I’m just praying that things dry up enough to get the garlic and bulbs in without rotting, not to mention enough to make digging the turnips and beets less disgusting (right now it wouldn’t be so much digging as mud-wrestling.)  My poor fig is outside with a blanket over its head and snow on top of that - I’m hoping it survives, because we haven’t wrapped it for winter yet.  It is safe to say that I’m feeling more than a little like Mary in the poem there, although without the annoying spouse (Eric is also working flat out).  Instead, it is the other man in my life - old man winter -  doing the pushing.

Next week has a lot of days in the 50s, so we’re probably fine.  But it is a good reminder of just how rapid the transition from season to season can be.  And as we enter not just a season of cold weather, but a winter of discontent and Depression, it becomes more and more urgent that live the seasons as they really are - not just cranking the heat and shifting to greens from California, but adapting to the realities of our climate.

That doesn’t have to be unpleasant.  In fact, except for the frustration of having been slacking, I’m enjoying my little snow days - there’s a fire in the cookstove, and stock bubbling away.  It is warm as toast next to the stove, and cool enough that my hot tea feels good in my hands while I type and read the news.  The thing is, I like stacking wood on the cold days of autumn - it warms me, it feels good to set my body to something useful.  I love gardening in fall, I like to dig in the cool moist soil, I like the warmth of the leaves I collect from along the street, and the smell of autumn earth.  I like to load hay, and my kids like to climb up in the hay barn in search of the nests the hens make.  I like to put the garden to sleep for the winter, tucking it under its mulch, and dreaming of next year. 

I look forward (not yet, but usually) to the first snow of the year, to the knowledge that it is time to turn inward, to concentrate on the things I’ve been ignoring while the outdoors summoned me so powerfully to it.  Now is the time to clean the messes I’ve been ignoring and work on indoor projects desperately needed.  And like everything in its season, it has a sense of rightness, of pleasure in the doing.  I don’t know how to explain it - you all know I’m no great housekeeper, nor is cleaning my favorite task - but somehow as winter begins, it feels right.  
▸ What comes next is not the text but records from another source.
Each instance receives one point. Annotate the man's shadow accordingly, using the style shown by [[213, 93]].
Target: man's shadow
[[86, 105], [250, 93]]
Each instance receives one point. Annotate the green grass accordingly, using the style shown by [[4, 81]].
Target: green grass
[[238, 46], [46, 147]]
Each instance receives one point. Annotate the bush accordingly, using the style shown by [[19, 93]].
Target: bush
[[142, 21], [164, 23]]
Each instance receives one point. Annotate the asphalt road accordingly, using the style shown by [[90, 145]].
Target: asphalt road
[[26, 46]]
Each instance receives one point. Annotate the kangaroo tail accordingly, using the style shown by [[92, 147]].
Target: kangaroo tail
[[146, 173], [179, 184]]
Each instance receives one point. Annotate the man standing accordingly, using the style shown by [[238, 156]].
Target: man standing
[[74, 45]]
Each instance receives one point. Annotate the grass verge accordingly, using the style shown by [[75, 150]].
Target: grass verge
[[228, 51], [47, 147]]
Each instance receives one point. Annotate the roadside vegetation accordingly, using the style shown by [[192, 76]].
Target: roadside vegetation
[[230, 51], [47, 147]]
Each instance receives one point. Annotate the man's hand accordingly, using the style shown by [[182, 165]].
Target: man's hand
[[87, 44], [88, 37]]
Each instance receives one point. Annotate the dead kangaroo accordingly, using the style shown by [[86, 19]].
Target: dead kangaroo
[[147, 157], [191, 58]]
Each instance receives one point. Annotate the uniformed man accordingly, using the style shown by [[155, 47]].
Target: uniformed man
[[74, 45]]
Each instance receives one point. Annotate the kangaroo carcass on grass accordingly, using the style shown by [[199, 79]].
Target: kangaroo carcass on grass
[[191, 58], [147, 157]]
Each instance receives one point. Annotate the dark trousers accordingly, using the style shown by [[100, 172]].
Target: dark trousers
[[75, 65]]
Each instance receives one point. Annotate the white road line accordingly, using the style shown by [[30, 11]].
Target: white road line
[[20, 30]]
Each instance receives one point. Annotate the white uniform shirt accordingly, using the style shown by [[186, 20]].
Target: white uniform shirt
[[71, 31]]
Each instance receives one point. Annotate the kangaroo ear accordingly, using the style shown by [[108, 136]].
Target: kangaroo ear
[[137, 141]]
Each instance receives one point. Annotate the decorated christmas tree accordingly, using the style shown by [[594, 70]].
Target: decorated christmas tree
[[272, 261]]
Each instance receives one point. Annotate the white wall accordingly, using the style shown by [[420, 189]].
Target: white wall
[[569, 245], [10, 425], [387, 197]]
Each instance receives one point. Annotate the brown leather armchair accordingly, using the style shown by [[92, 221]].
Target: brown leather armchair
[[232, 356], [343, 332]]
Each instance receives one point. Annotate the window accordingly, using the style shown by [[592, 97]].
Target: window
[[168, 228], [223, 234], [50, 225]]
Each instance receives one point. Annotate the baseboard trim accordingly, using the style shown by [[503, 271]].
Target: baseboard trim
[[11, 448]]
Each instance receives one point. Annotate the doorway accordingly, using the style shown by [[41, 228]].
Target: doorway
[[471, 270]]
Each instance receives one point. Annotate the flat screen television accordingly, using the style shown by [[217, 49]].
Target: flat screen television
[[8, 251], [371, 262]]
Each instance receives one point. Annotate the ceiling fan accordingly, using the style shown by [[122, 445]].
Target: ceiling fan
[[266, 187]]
The brussel sprouts will be sweet with frost when we dig them out from under the snow.  The fig will probably survive a couple of cold days and await our insulation.  The bunnies spent a pleasant night in my office bouncing around and driving the dogs crazy, and will be cozily ensconced in the barn shortly, with the cozy noises of chickens, ducks and goats around them.  We’ll bed the animals more thickly, seal the windows, put down the storms, get used to mittens drying on the top of the warming oven.  It’ll all happen - we just aren’t quite ready yet.  But it is a good reminder to hurry, hurry, Sharon dear.